Marguerite had a servant’s heart as a wife, as a mother, as a grandmother, as a schoolteacher, as a woman’s club president.
Through all of her husband’s health challenges — a massive heart attack in his 70s, diabetes, macular degeneration, a fall that broke his leg and put him in a wheelchair in his last years — Marguerite was the faithful caregiver. She made it possible for Dean to have his wish and stay in their home until his death five years ago, probably sacrificing her own health in the process.
When we needed help with child care or putting on a company Christmas party, Marguerite always made us think there was nothing in the world that she and Dean would rather do.
Although Dean never much liked sleeping in a bed other than his own, Marguerite was more adaptable.
After he died, and before Marguerite herself fell and broke a leg that also confined her to a wheelchair, she stayed in our home for several weeks at a time. I will always remember that winter and spring fondly.
She went with us most everywhere — to church, out to eat, to community gatherings, even some business functions.
She was an easy house guest. We’d set up the coffee pot so she could brew a cup in the morning, take her to the beauty shop once a week so she could keep her hair the same shade of red as her only granddaughter, and keep her supplied with newspapers and magazines.

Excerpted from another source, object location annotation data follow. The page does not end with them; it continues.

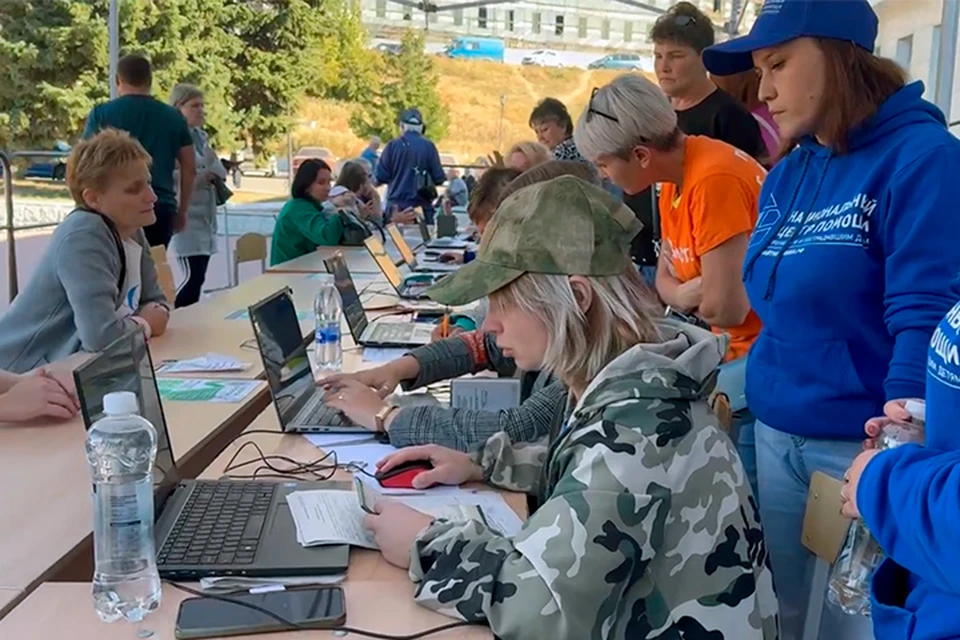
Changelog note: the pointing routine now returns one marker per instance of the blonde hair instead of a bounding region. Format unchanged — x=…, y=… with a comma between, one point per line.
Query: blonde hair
x=184, y=93
x=534, y=152
x=92, y=162
x=580, y=345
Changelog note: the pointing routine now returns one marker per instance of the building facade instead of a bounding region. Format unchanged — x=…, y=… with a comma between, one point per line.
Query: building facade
x=581, y=24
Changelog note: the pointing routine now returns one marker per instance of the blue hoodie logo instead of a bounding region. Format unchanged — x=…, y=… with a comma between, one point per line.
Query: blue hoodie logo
x=130, y=296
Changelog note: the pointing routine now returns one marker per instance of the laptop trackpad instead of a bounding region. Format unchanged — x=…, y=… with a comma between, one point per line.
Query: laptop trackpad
x=280, y=550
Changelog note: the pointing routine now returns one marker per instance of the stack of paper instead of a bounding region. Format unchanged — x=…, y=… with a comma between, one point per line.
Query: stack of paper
x=204, y=363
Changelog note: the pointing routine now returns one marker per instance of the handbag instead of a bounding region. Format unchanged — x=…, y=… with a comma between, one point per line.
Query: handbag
x=222, y=191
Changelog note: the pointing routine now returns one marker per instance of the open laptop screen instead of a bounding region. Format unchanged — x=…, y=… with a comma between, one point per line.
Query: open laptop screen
x=379, y=253
x=283, y=352
x=125, y=365
x=349, y=298
x=402, y=246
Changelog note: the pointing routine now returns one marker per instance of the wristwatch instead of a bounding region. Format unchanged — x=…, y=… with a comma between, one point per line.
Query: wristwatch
x=382, y=415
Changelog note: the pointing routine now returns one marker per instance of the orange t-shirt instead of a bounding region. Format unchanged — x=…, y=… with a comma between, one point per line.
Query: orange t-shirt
x=721, y=187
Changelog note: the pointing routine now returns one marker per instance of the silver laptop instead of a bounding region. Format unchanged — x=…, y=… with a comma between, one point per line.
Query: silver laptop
x=299, y=403
x=431, y=257
x=204, y=528
x=365, y=333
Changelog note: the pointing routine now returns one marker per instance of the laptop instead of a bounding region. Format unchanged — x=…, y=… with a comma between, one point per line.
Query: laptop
x=299, y=402
x=439, y=243
x=429, y=256
x=411, y=287
x=377, y=334
x=204, y=528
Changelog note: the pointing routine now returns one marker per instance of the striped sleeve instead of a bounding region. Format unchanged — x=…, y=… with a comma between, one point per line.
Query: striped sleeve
x=463, y=429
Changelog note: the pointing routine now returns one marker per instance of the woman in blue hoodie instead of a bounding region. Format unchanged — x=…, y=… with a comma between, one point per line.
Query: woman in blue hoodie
x=909, y=498
x=850, y=264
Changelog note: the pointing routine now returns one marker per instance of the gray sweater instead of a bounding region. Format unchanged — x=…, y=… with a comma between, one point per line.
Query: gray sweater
x=463, y=429
x=72, y=301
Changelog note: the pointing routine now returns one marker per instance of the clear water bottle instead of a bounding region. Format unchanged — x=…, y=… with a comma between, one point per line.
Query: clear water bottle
x=121, y=450
x=861, y=554
x=327, y=312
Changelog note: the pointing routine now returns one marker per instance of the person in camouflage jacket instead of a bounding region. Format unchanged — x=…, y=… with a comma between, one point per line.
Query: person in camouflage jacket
x=647, y=528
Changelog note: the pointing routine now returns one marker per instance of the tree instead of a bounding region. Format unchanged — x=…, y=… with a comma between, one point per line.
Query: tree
x=409, y=80
x=55, y=52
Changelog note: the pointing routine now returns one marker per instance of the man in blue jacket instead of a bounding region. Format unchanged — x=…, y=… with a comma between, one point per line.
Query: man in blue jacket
x=403, y=160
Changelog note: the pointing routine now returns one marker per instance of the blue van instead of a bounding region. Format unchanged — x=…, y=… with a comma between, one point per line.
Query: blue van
x=476, y=49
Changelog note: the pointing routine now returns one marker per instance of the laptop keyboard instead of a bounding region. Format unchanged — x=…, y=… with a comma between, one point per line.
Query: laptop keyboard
x=222, y=523
x=390, y=333
x=315, y=413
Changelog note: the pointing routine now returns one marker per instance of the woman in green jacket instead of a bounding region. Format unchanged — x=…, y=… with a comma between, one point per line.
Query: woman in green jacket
x=306, y=220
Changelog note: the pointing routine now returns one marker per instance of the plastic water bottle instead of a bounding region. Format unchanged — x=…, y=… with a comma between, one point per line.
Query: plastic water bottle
x=327, y=312
x=861, y=553
x=121, y=450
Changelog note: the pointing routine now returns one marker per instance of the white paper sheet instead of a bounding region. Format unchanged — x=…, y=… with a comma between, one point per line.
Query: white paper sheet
x=329, y=517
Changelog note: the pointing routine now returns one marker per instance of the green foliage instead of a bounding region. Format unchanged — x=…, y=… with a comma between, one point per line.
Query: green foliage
x=255, y=60
x=409, y=79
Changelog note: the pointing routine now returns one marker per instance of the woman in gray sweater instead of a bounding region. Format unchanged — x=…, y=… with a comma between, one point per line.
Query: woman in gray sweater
x=197, y=241
x=96, y=280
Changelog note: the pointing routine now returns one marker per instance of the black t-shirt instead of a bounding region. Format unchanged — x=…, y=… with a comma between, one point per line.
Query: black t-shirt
x=721, y=117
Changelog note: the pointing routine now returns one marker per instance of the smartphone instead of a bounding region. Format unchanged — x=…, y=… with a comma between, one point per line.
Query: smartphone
x=317, y=608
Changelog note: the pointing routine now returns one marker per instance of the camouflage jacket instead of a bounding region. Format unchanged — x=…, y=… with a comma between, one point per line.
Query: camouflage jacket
x=648, y=531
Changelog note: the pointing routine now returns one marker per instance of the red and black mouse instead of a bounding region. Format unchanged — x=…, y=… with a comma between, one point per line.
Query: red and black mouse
x=402, y=475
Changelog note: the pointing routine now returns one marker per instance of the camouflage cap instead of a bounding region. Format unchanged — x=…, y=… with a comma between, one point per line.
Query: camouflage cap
x=564, y=226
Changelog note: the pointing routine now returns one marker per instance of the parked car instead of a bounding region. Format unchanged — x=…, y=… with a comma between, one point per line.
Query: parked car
x=306, y=153
x=389, y=48
x=543, y=58
x=625, y=61
x=476, y=49
x=54, y=168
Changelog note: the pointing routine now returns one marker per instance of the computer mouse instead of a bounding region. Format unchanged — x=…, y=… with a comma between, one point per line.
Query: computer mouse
x=402, y=475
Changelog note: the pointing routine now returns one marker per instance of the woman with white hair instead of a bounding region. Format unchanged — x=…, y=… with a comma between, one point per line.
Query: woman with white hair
x=197, y=241
x=622, y=545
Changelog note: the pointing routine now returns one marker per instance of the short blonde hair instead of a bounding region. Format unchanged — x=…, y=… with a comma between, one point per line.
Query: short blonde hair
x=580, y=345
x=534, y=152
x=92, y=162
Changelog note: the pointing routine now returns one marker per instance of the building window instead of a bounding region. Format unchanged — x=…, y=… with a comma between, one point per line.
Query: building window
x=933, y=84
x=905, y=52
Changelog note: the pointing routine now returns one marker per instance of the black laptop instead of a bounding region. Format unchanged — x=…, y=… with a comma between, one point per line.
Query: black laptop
x=204, y=528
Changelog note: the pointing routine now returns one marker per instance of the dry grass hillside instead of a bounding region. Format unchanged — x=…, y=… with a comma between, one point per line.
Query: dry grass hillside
x=472, y=90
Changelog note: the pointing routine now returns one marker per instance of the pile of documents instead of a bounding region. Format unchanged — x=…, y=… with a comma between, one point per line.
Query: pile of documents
x=336, y=517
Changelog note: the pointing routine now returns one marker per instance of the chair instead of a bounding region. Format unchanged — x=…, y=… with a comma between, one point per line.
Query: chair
x=250, y=247
x=164, y=273
x=824, y=530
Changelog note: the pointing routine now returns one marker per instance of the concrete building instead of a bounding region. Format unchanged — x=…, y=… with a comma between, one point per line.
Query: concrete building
x=911, y=33
x=603, y=24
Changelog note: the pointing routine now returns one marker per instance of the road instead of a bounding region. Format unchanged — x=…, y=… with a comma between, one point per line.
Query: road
x=569, y=58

She wasn’t able to put together a family meal any longer, but she wanted to be right there with us in the kitchen, cutting up vegetables or setting the table. Late at night when I’d drag in from work, she’d keep me company so I wouldn’t eat alone. I’d miss her when she went back to Batesville.
On Mother’s Day, we had our last visit with her. We shared a box of chocolates, showed her the latest pictures of her great-grandchildren, and made her smile when we told her what a wonderful mother she has been.
Not long before it was time for us to leave, Betty Gail asked Marguerite if there was anything she needed.
“I want to stand,” she whispered back.
We weren’t able to accommodate that request, but three days later, God did.
Marguerite is standing up now in heaven, reunited with Dean and hoping we will join her some day.